Studies show that many people will inflict pain on others when instructed to do so by an authority figure, Bargh says, citing the 5- to 420-volt shocks given to people who answered questions incorrectly in a study run by psychologist Stanley Milgram at Yale in the 1960s, and the Stanford Prison Experiment conducted by psychologist Philip Zimbardo in the late 1970s. “More than 60 percent of the people who were authorized to give the shocks did so even if they thought their subjects were unconscious or near death,” he says. “The staged-prison experiment at Stanford University resulted in so much prisoner abuse by the students who were playing the roles of guards that the experiment had to be halted after five, rather than 14, days.”

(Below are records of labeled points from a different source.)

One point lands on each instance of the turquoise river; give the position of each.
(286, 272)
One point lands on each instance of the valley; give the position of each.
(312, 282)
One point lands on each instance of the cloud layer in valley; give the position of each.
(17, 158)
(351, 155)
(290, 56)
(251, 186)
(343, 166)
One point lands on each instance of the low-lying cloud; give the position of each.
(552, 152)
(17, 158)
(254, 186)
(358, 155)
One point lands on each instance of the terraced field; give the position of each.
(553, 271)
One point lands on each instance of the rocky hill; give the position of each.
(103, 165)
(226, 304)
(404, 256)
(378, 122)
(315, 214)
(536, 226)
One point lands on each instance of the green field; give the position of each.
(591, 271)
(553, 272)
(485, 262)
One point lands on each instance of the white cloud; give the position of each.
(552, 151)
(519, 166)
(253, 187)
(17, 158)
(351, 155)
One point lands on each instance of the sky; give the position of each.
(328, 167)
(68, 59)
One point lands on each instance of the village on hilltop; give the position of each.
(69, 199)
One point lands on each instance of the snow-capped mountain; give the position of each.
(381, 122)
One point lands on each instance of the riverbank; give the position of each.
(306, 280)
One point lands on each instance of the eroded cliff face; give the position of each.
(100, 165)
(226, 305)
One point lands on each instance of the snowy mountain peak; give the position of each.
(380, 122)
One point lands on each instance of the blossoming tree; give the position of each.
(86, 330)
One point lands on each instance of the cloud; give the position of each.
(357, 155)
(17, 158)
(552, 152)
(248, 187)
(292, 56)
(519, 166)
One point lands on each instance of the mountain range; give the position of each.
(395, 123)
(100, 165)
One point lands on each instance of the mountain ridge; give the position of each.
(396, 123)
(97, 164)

People are influenced by other people’s behavior, says Professor Bargh. “They take on the behavior and mannerisms of those they’re involved with over time. That’s why so many married couples begin to look like one another after many years together. They take on similar expressions, and similar lines are etched in their faces over time.”

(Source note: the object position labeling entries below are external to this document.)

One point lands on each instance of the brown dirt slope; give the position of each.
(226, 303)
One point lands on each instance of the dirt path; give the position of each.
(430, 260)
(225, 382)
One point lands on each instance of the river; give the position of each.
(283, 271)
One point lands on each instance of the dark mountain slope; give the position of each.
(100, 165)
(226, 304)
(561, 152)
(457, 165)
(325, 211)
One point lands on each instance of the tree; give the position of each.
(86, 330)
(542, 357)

What does social psychology say about evil behavior? Professor Bargh asks. This is the discipline’s position:

  • Evil that is conscious and intentional is bad
  • Human behavior is multiply determined (there’s no single cause)
  • Many of these causes are non-conscious
  • Some of these causes are contagious

“There are always external causes influencing evil behavior,” he says. “These causes are not merely excuses. We ignore them at our own peril.”